A decorated Army chaplain at Fort Bragg in North Carolina could face a possible court martial and even military prison after he explained to a soldier he could not conduct a marriage retreat that included same-sex couples because of his religious beliefs, his attorneys allege.
An Army investigator under the command of Major General Kurt Sonntag recommended that Chaplain Scott Squires be found guilty of “dereliction of duty” for taking three business days to reschedule the “Strong Bonds” marriage retreat he was prohibited from facilitating.
Squires, who was officially accused of discrimination, is endorsed by the Southern Baptist Convention’s North American Mission Board (NAMB).

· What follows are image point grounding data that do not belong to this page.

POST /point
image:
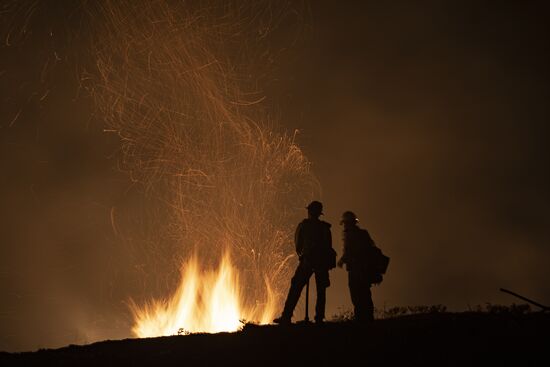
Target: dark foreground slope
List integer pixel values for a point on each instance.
(432, 339)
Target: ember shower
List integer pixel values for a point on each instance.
(168, 81)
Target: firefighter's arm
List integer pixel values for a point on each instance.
(298, 243)
(343, 260)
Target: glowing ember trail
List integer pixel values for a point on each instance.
(173, 80)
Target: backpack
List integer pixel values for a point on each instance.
(377, 264)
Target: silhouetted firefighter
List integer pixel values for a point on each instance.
(313, 241)
(365, 264)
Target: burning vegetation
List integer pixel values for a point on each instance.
(168, 80)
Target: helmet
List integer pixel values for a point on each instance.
(315, 207)
(349, 217)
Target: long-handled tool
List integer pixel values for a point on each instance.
(306, 319)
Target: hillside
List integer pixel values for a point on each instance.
(469, 338)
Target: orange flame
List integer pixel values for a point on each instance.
(205, 301)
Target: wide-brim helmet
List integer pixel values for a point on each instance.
(315, 207)
(349, 217)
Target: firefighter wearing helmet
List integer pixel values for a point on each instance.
(313, 241)
(356, 243)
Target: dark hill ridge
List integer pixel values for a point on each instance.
(460, 339)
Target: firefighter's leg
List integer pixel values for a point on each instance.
(322, 281)
(354, 282)
(369, 305)
(299, 280)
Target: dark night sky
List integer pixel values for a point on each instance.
(429, 121)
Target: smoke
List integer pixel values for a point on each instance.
(167, 81)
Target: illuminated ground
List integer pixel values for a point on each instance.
(463, 339)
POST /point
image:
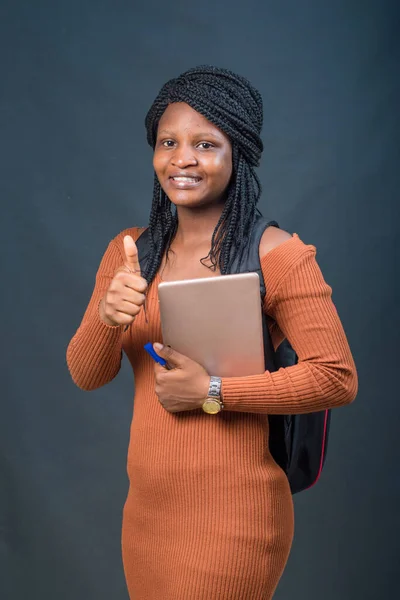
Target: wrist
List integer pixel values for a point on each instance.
(213, 403)
(103, 316)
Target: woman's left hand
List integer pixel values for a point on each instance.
(184, 386)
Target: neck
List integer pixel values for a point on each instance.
(196, 225)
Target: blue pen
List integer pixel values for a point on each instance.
(149, 348)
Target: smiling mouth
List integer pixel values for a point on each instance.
(186, 179)
(184, 183)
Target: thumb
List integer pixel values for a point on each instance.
(173, 358)
(131, 254)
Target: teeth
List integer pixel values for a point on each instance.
(187, 179)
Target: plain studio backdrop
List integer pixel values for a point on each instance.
(77, 80)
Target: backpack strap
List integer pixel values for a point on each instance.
(250, 260)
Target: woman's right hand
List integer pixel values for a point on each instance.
(126, 293)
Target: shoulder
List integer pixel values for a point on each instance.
(271, 238)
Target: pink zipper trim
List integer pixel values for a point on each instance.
(321, 464)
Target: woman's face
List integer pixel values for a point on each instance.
(192, 157)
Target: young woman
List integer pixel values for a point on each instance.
(209, 513)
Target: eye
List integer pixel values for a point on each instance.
(168, 143)
(206, 145)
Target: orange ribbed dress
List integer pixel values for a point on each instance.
(209, 514)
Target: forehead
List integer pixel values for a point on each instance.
(179, 116)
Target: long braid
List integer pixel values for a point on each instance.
(231, 103)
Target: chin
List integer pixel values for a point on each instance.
(189, 201)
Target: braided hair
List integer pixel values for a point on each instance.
(231, 103)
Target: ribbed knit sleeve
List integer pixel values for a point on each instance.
(94, 353)
(300, 302)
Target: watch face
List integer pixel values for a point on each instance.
(211, 406)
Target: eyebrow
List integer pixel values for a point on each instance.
(200, 134)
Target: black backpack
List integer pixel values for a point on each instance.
(298, 443)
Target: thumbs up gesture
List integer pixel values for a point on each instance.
(126, 293)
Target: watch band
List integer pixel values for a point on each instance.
(215, 387)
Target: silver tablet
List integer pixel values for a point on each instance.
(216, 321)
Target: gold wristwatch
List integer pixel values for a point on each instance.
(213, 403)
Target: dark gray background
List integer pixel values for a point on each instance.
(76, 82)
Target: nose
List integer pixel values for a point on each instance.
(184, 156)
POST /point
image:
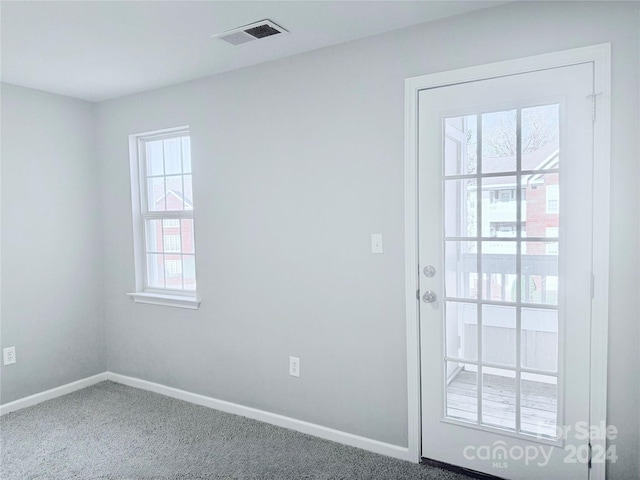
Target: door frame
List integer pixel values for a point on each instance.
(600, 56)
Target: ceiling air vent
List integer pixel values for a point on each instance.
(248, 33)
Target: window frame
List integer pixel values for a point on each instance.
(552, 199)
(140, 214)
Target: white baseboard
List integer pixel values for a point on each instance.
(53, 393)
(272, 418)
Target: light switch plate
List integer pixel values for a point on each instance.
(9, 355)
(376, 243)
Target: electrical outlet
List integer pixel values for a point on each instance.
(294, 366)
(9, 354)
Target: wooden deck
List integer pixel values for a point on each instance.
(538, 403)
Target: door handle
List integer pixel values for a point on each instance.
(429, 297)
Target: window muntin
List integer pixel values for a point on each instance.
(167, 253)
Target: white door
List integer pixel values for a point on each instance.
(505, 238)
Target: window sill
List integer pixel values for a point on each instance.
(178, 301)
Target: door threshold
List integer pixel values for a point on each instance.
(457, 469)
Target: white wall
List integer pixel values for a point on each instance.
(51, 278)
(296, 163)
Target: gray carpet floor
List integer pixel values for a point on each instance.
(111, 431)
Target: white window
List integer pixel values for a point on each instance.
(552, 247)
(162, 193)
(553, 199)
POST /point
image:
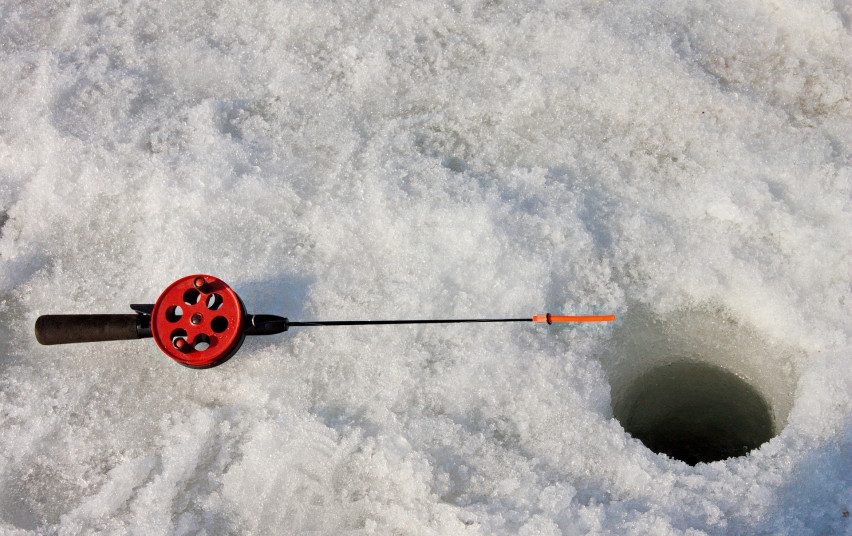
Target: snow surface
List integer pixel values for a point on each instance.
(686, 165)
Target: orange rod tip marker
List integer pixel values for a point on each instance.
(550, 319)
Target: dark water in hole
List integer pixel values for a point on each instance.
(695, 412)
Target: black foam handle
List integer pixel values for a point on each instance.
(63, 329)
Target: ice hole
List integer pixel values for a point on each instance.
(697, 385)
(695, 412)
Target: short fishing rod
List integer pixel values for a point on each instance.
(200, 322)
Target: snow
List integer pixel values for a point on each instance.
(684, 165)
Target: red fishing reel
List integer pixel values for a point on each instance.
(198, 321)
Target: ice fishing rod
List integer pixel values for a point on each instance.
(200, 322)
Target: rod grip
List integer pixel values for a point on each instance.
(64, 329)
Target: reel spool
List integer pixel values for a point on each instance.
(198, 321)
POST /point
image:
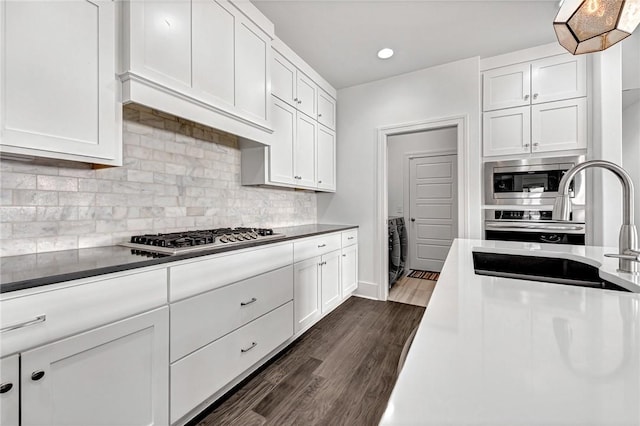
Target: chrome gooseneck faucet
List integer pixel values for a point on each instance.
(628, 252)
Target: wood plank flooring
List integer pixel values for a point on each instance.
(340, 372)
(414, 291)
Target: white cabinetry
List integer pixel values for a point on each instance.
(10, 390)
(91, 351)
(535, 107)
(303, 149)
(116, 374)
(349, 262)
(205, 60)
(57, 79)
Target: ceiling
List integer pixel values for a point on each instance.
(340, 39)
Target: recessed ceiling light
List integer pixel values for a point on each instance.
(385, 53)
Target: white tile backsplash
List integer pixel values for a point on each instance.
(177, 175)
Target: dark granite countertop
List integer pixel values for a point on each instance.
(34, 270)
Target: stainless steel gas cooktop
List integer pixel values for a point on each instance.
(190, 241)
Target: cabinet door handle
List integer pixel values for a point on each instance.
(253, 300)
(37, 375)
(253, 345)
(36, 320)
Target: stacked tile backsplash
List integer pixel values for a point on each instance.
(176, 175)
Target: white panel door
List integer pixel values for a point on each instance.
(253, 50)
(506, 87)
(558, 77)
(10, 391)
(281, 151)
(330, 279)
(57, 80)
(434, 211)
(306, 292)
(349, 270)
(306, 92)
(326, 159)
(283, 79)
(304, 166)
(113, 375)
(506, 131)
(213, 50)
(326, 109)
(561, 125)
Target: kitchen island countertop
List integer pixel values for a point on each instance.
(500, 351)
(34, 270)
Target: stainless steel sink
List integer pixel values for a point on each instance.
(536, 268)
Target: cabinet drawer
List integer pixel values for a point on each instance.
(349, 237)
(201, 374)
(77, 308)
(199, 276)
(202, 319)
(316, 246)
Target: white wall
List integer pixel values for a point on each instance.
(399, 146)
(444, 91)
(631, 147)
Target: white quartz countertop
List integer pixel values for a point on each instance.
(500, 351)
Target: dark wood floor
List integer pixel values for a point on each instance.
(341, 372)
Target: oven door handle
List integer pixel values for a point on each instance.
(531, 227)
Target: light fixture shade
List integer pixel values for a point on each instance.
(585, 26)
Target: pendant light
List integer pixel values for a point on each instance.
(585, 26)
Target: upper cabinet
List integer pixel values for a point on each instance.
(533, 107)
(205, 60)
(303, 149)
(57, 79)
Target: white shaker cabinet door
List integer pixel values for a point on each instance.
(213, 50)
(57, 79)
(558, 126)
(10, 391)
(113, 375)
(306, 293)
(506, 87)
(349, 269)
(330, 279)
(306, 93)
(283, 79)
(326, 159)
(253, 56)
(305, 151)
(326, 110)
(558, 77)
(507, 131)
(281, 151)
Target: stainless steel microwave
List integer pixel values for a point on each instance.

According to NAMB policy, chaplains are prohibited from conducting “Strong Bonds” events for same-sex couples. The policy clearly states “endorsed chaplains will not conduct or attend a wedding ceremony for any same-sex couple, bless such a union or perform counseling in support of such a union…nor offer any kind of relationship training or retreat, on or off a military installation.”
When Squires realized he could not participate in the “Strong Bonds” event, he rescheduled the conference to accommodate a lesbian couple with a chaplain who could oversee the retreat. However, the same-sex couple chose not to attend.
Had Squires participated in the marriage retreat he would have risked losing his endorsement by the Southern Baptists. Likewise, the Army requires its chaplains to adhere to their endorsers’ rules and religious tenets.
“I simply did what I’m required to do under Army regulations and my endorser’s rules,” Chaplain Squires said. “I am shocked that I would even be investigated, let alone threatened with punishment, for following the rules.”
The Army investigator determined that while Chaplain Squires is protected by the “shield of the 1st Amendment from being compelled to act in violation of his religious rules and beliefs” – there are limitations.
“The ‘shield’ that is afforded to CH Squires does not permit CH Squires, or any Soldier, to use the ‘shield’ as a ‘sword’ to cut off the rights of another,” the investigator determined.
The investigator noted that the soldier’s sexual orientation is a protected status that is prohibited from being used to preclude her from benefits, such as Army programs, to which she is otherwise entitled.
The investigator’s findings and recommendations clearly violate the 2013 National Defense Authorization Act.
That policy states in part “no member of the Armed Forces may require a chaplain to perform any rite, ritual or ceremony that is contrary to the conscience, moral principles or religious beliefs of the chaplain.”
“The United States Army, acting under the command of Major General Sonntag, is threatening to punish one of its chaplains because he followed the rules,” First Liberty Institute Mike Berry told me. “The Army, or Congress, must hold Major General Sonntag accountable for allowing this aggressive anti-religious hostility against its military chaplains to occur under his command.”
First Liberty Institute, one of the nation’s most prominent religious liberty law firms is representing Squires as well as Chaplain Assistant Kacie Griffin.
Griffin, too, is facing a dereliction of duty charge because she did not immediately sign up the same-sex couple for the retreat.
Berry told me federal law and Army policy both make clear that chaplains must remain faithful to the tenets of their faith.
“Major General Sonntag must immediately reject this investigation, if any chaplain under his command is to have the confidence that he or she will be protected when following military policy,” Berry says. “No chaplain should face the specter of a court martial and military prison for following the rules of their faith and the Army.”
Even more peculiar is the language used by the Army investigator — specifically the use of the words shield and sword.
In 2015 People For the American Way published an article titled, “Religious Liberty: Shield or Sword.”
And in 2016 the former interim director of the Secular Coalition for America co-authored an article titled, “Religious Liberty is a Shield and Not a Sword.”
“There is a substantial likelihood that (the investigator) manifests an impermissible hostility towards religion – conservative Christianity in particular, perhaps – that has no place in the United States Army,” Berry said.
Even more puzzling is the behavior of the same-sex couple. If they were so determined to attend the marriage retreat – why didn’t they attend?